蜔黄(しゅんおう) 前脚は大きく、後の腿(もも)は小さく、斑(まだら)色、尾子一条(すじ)がある。
黄蛤 全身黄色で腹の下に臍帯がある。長さ五、七分。住立処帯(不明)の下に自然汁のでることがある。
螻蟈(ろうかく) つまり夜鳴く。腰が細く、口が大きく、皮は蒼黒色のもので、「月令(がつりょう)」(『礼記』)に、孟夏(初夏)に螻蟈鳴く、とあるのがこれである[螻蛄(けら)と同名である]。
△思うに、蝦蟇の種類は大へん多い。あるとき蝦蟇が合戦することがあったが、これは不祥(わるいしるし)である、とされる。
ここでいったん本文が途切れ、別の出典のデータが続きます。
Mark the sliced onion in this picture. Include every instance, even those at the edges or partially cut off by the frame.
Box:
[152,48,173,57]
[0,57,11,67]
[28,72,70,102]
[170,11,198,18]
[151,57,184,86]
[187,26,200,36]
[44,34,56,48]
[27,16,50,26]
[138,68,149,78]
『続日本紀』によれば、称徳帝の時[神護景雲二年(768)七月]、肥後の八代郡で蝦蟇が広さ七丈ばかりに並び列(つら)なって南に向かって去り、日暮れになってどこへ行ったのか分からなくなった。桓武帝のとき[延暦三年(748)五月]、蝦蟇二万ばかりが、摂州難波から南に行き、行けに列なること三町ばかり、四天王寺の内に入って悉く去ってしまった、とある。「(古今)著聞集」(魚虫禽獣第三十)に、後堀河帝[寛喜三年(1231)の夏の日]、高陽院殿の南にある堀で、蝦蟇数千が群れをなし左右に構え合って戦い、あるいは咬殺(こうさつ)し、半死になるものがあり、それが数日つづいた。京師の人は争ってこれを見物した、とある[その他蛙の合戦には古今に少なからずある]
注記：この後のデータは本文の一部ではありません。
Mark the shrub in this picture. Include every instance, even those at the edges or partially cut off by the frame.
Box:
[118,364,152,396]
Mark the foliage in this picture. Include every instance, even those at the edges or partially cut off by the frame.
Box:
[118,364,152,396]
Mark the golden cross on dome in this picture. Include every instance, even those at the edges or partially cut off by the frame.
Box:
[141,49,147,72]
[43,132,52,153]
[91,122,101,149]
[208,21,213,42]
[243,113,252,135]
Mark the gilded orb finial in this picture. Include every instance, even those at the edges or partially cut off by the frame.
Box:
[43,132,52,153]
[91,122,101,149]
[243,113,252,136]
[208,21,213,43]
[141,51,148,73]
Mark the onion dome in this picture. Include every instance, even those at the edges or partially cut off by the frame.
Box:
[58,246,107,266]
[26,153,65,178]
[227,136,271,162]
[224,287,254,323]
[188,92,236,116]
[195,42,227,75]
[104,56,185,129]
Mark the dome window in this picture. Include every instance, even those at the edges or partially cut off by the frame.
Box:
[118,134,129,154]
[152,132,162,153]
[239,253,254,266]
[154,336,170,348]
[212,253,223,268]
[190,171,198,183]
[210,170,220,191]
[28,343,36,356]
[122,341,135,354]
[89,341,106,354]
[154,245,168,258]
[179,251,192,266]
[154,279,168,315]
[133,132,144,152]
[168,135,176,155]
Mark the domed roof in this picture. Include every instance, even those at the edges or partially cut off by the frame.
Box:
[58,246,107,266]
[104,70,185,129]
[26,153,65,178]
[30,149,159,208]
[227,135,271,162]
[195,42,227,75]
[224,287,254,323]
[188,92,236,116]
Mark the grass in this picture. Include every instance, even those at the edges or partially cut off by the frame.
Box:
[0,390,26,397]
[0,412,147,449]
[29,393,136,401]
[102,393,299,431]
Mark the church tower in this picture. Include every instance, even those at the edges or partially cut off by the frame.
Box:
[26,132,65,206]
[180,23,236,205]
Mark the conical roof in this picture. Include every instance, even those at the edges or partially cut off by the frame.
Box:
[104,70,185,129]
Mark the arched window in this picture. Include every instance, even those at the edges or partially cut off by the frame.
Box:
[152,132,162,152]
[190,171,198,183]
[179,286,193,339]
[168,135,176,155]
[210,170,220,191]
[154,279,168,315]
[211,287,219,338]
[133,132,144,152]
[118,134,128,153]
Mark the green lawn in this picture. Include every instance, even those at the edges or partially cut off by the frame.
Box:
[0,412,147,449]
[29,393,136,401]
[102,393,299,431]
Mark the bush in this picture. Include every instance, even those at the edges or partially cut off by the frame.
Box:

 河州(かわち)錦部郡天野の近い処に西行田という田がある。そこの田ではカエルがなかなか鳴かない[このような処もままある]。
 [新古今]折にあへば是もさすがに哀れなり小田のかはづの夕暮れの声 忠良

ちょっと解説

  黒虎から始まる四種類のカエルは、どれがどれとははっきりしないものの、カエルの姿をよく観察している様子がうかがえます。また後半ででてきた不祥(わるいしるし)とされる蛙合戦については、2001年3月号でとりあげたことがありましたので、よければそちらも参照して下さい。
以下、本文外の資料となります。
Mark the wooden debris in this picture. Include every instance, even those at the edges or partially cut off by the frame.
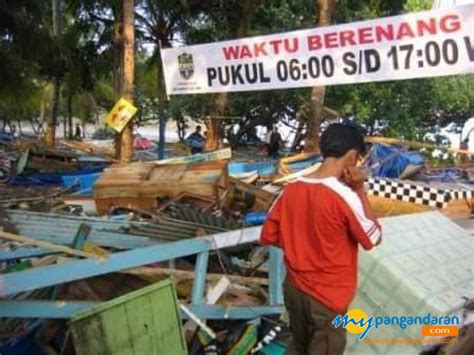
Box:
[0,231,103,258]
[62,140,119,162]
[94,161,228,213]
[120,266,268,286]
[227,177,276,211]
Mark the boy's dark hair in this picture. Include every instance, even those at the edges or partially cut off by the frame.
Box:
[319,123,365,158]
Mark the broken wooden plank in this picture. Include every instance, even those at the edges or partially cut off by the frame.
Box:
[0,231,103,258]
[0,247,57,261]
[119,266,269,286]
[93,161,228,213]
[0,227,260,296]
[0,300,285,319]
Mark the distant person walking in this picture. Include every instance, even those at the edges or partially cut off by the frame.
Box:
[268,127,282,159]
[186,125,206,154]
[74,123,82,140]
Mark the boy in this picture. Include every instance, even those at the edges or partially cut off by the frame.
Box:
[260,124,381,355]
 河内の天野にある西行田は、西行が高野山にいたころに山をおりては田を耕していたところで、そこに住むカエルは歌詠みの西行に憚って鳴かないという話を聞いたことがあります。
 最後に書かれた一首は藤原忠良の歌で、意味は「良い折に合えば、これもやはり情趣深いものである。夕暮の田で鳴く蛙の声よ」です。